I wish to shed tears of my own for her. To wash away her weeping and ache. To make it known that the death of her mother lies in no fault of her own, but mine. Where was I during her time of need? Was I deafened to her agonizing bellows and wails in the deep trees I call allies?
As if Katara can read in me what would be known as thoughts to her kind, she shakes her head. “It was my fault. There was so much blood. Claw marks like the ones on my arm were everywhere. It followed me home. If I hadn’t left home and been in the woods, this never would’ve happened.”

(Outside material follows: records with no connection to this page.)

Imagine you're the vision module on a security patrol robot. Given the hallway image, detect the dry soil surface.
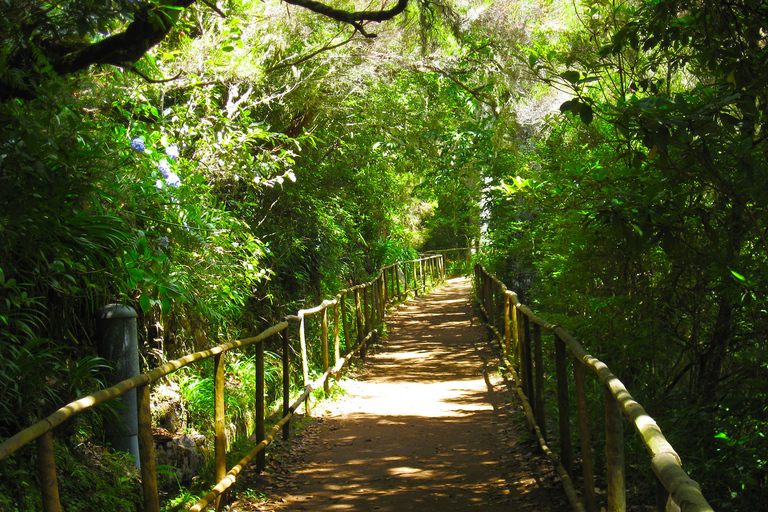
[231,278,569,512]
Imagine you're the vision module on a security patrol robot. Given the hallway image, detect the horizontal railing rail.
[0,255,445,512]
[474,264,712,512]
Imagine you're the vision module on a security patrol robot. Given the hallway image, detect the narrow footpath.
[231,278,569,512]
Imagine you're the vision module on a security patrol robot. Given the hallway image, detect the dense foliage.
[0,0,768,509]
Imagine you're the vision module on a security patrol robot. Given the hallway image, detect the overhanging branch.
[283,0,408,37]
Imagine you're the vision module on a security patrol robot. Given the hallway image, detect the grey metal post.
[96,304,141,467]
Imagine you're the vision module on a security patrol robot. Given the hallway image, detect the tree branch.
[283,0,408,38]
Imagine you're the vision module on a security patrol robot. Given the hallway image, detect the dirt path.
[232,279,568,512]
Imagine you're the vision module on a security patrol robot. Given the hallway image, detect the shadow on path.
[235,279,567,512]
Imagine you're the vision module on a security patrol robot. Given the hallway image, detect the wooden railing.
[474,264,712,512]
[0,255,445,512]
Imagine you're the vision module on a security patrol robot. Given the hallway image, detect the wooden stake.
[605,388,627,512]
[555,334,573,475]
[533,323,547,439]
[573,357,597,512]
[136,384,160,512]
[320,307,331,394]
[213,353,227,512]
[281,328,291,440]
[36,430,61,512]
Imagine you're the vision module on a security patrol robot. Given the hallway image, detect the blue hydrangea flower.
[131,137,146,153]
[165,144,179,160]
[157,160,171,180]
[165,172,181,187]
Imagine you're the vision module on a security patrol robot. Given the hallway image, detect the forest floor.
[222,278,570,512]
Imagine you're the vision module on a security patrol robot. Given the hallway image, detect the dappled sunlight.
[255,280,568,512]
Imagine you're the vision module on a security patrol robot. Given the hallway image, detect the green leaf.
[731,270,747,283]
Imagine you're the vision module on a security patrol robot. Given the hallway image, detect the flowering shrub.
[165,144,179,160]
[165,171,181,188]
[157,160,171,181]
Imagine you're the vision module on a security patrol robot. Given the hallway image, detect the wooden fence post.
[136,384,160,512]
[355,288,365,358]
[605,387,627,512]
[339,293,353,354]
[213,353,227,512]
[299,315,312,416]
[37,430,61,512]
[363,285,371,338]
[554,334,573,475]
[320,306,331,393]
[381,268,391,306]
[394,263,403,301]
[412,261,419,297]
[333,300,341,366]
[504,293,511,357]
[523,314,538,408]
[254,341,266,473]
[281,327,291,440]
[533,323,547,439]
[573,357,597,512]
[509,300,521,368]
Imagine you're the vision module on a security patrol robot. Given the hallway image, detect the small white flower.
[165,144,179,160]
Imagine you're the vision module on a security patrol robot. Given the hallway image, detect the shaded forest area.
[0,0,768,510]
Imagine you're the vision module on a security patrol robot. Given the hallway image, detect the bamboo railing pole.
[389,263,400,301]
[523,315,538,414]
[381,268,391,310]
[653,474,669,512]
[403,262,408,299]
[281,329,291,440]
[373,276,384,329]
[509,300,520,368]
[136,383,160,512]
[339,293,352,352]
[360,285,371,359]
[36,430,61,512]
[605,387,627,512]
[554,334,573,475]
[320,307,331,393]
[213,353,227,512]
[411,261,419,297]
[254,341,266,473]
[504,293,511,358]
[573,357,597,512]
[533,323,547,439]
[333,301,341,366]
[299,316,312,416]
[485,277,496,327]
[355,288,365,355]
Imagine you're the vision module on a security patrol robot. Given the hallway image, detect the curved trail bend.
[232,278,569,512]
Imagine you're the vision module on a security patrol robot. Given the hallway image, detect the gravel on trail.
[230,278,570,512]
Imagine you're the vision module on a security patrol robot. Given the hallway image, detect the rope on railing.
[474,264,712,512]
[0,255,445,512]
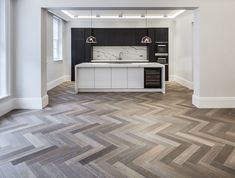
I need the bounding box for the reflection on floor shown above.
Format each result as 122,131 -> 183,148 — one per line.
0,83 -> 235,178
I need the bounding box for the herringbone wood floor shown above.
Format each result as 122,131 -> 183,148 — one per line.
0,83 -> 235,178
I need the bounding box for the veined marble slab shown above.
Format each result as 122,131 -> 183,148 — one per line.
93,46 -> 147,61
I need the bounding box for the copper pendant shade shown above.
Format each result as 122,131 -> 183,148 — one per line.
86,36 -> 97,43
141,36 -> 152,44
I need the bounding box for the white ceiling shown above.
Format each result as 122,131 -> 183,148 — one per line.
50,10 -> 184,21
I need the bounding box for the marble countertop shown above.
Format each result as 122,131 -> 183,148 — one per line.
91,59 -> 149,63
76,62 -> 165,68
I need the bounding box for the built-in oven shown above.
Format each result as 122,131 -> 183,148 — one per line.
155,42 -> 168,54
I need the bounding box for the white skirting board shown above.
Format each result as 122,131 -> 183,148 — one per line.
170,75 -> 193,90
47,75 -> 71,91
0,95 -> 49,116
192,95 -> 235,108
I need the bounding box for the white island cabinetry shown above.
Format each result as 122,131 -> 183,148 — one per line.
75,63 -> 165,93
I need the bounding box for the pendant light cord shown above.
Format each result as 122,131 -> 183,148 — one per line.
91,9 -> 92,29
145,9 -> 148,28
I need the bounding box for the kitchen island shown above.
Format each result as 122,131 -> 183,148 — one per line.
75,63 -> 165,93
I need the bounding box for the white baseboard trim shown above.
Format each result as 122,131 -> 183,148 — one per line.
170,75 -> 193,90
47,76 -> 65,91
192,95 -> 235,108
64,75 -> 71,82
0,95 -> 48,116
14,95 -> 48,109
0,98 -> 15,117
47,75 -> 71,91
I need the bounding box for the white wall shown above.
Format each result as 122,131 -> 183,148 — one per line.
46,13 -> 67,90
66,20 -> 174,75
3,0 -> 235,108
171,11 -> 194,89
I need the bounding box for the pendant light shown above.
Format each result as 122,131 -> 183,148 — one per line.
86,9 -> 97,44
141,10 -> 152,44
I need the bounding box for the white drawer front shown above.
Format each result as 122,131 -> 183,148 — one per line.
128,68 -> 144,89
95,68 -> 111,88
112,68 -> 127,88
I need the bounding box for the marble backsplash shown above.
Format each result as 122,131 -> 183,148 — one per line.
93,46 -> 147,61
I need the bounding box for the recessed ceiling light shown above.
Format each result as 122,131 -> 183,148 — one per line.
62,10 -> 185,19
61,10 -> 74,19
118,14 -> 123,18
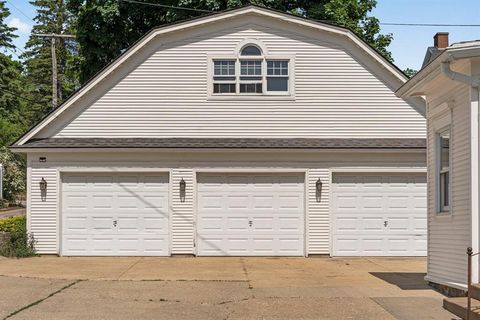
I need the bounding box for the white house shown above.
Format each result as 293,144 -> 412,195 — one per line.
13,6 -> 427,256
397,33 -> 480,296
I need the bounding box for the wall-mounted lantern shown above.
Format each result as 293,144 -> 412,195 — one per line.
38,177 -> 47,201
180,178 -> 187,202
315,178 -> 323,202
38,177 -> 47,192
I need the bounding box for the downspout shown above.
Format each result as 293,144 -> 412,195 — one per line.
441,62 -> 480,283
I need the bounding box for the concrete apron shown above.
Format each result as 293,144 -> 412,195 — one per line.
0,257 -> 428,289
0,257 -> 458,320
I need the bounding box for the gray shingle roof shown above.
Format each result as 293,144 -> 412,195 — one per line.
12,138 -> 426,149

Such a sweet soul. Blame should be placed on myself. If not for me, then that little girl never would’ve left the comfort and safety of her home looking for me. It was not her fault, and Katara needs to understand that before the guilt consumes and swallows her whole.
“I don’t blame you,” Katara whispered to the river. “I’ve never blamed you. I envy you.”
The winds blow harder. My currents sway stronger. A small smile rises on her tear-stained face. Her hand reaches out again, trickling along the top of my surging body. “Even after my mama’s death, I wanted you. I wanted you to bring me comfort no one else could bring. Mama said where she was from, bodies of water are symbols of relief. You bring comfort in the darkest times. Your comfort reaches the blackened parts of people’s souls.”
I calm, the entire forest finds itself at a standstill, at her soft acclamation and watch as Katara finally rises to her feet, mud and water caked on her knees and clothes. I do nothing as she gently removes the coat from her body. “You see, Blackened River, I've been waiting for the day I could throw my secret into you. Today’s the 20th anniversary of my mama’s death, and all I could think were the stories she told me of you.” Her speech never falters even as she slips the boots off her feet, ignoring the daisies in her laces falling out. I cannot help but part and form a small path as bare feet greet me. Stillness all around us. The winds do not blow. The birds do not chirp. My waters do not wave as she wanders within me, a majestic queen finding solace on her throne. “I’ve waited for the day I could share my blackened soul with the blackened river and be at peace. So, with that, I thank you.”